To run this project, you'll need to install the required Python packages. You can do this by running the following commands in your Python environment:
!pip install shapely==1.8.5
!pip install numpy==1.23.5
!pip install scipy==1.10.1
!pip install pandas numpy seaborn matplotlib klib dtale scikit-learn joblib pandas-profiling xgboost
The project begins with loading the dataset and performing exploratory data analysis (EDA) to understand its structure and contents. Key steps include:
- Reading the dataset using Pandas.
- Checking for missing values in the dataset.
- Descriptive statistics of numerical features.
- Handling missing values using mean and mode imputation.
- Reducing dimensionality by dropping unnecessary columns.
- Utilizing libraries like Dtale, Pandas Profiling, and Klib for detailed EDA.
The dataset is then cleaned using Klib library functions.
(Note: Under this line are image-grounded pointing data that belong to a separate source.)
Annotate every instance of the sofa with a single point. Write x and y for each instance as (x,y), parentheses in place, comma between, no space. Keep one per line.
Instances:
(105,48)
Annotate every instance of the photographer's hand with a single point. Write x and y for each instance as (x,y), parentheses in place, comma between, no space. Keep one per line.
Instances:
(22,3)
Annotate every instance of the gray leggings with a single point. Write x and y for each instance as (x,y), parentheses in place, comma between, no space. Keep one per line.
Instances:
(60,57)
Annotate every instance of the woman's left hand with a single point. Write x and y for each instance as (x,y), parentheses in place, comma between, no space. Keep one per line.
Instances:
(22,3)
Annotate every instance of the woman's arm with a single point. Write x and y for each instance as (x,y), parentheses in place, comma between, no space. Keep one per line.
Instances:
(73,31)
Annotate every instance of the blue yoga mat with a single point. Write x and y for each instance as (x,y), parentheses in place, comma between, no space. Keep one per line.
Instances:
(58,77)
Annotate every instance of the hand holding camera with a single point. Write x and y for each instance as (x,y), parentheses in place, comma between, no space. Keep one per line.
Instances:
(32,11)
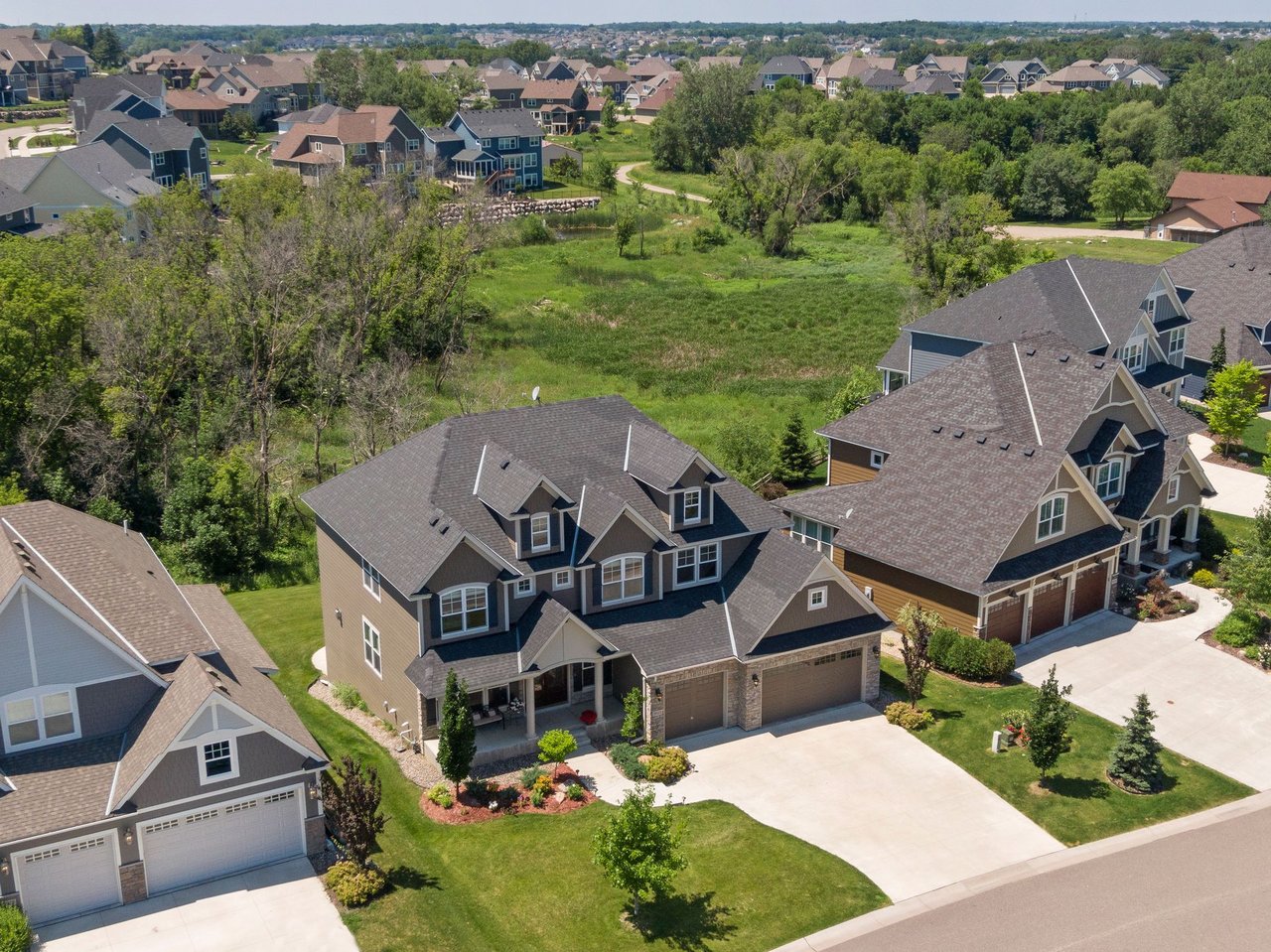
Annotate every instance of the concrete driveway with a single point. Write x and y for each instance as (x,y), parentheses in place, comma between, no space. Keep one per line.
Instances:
(1210,707)
(277,909)
(850,783)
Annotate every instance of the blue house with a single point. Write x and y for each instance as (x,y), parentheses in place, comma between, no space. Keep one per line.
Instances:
(500,148)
This involves:
- Dropping duplicates and empty rows/columns.
- Adjusting data types for more efficient storage.
- Handling missing values and reducing memory usage.
The data is prepared for model building through preprocessing tasks such as:
- Label encoding for categorical features.
- Splitting the dataset into training and testing sets.
- Standardizing the data for consistency in scale and distribution.
Machine learning models can then be trained using the preprocessed data. Common models include linear regression, decision trees, and ensemble methods. The project uses Scikit-Learn for model implementation.
The model's performance is evaluated using appropriate metrics, and adjustments can be made to improve accuracy.
Feel free to explore the Jupyter Notebook for a step-by-step walkthrough of the project. You can run each code cell to understand the analysis and reproduce the results.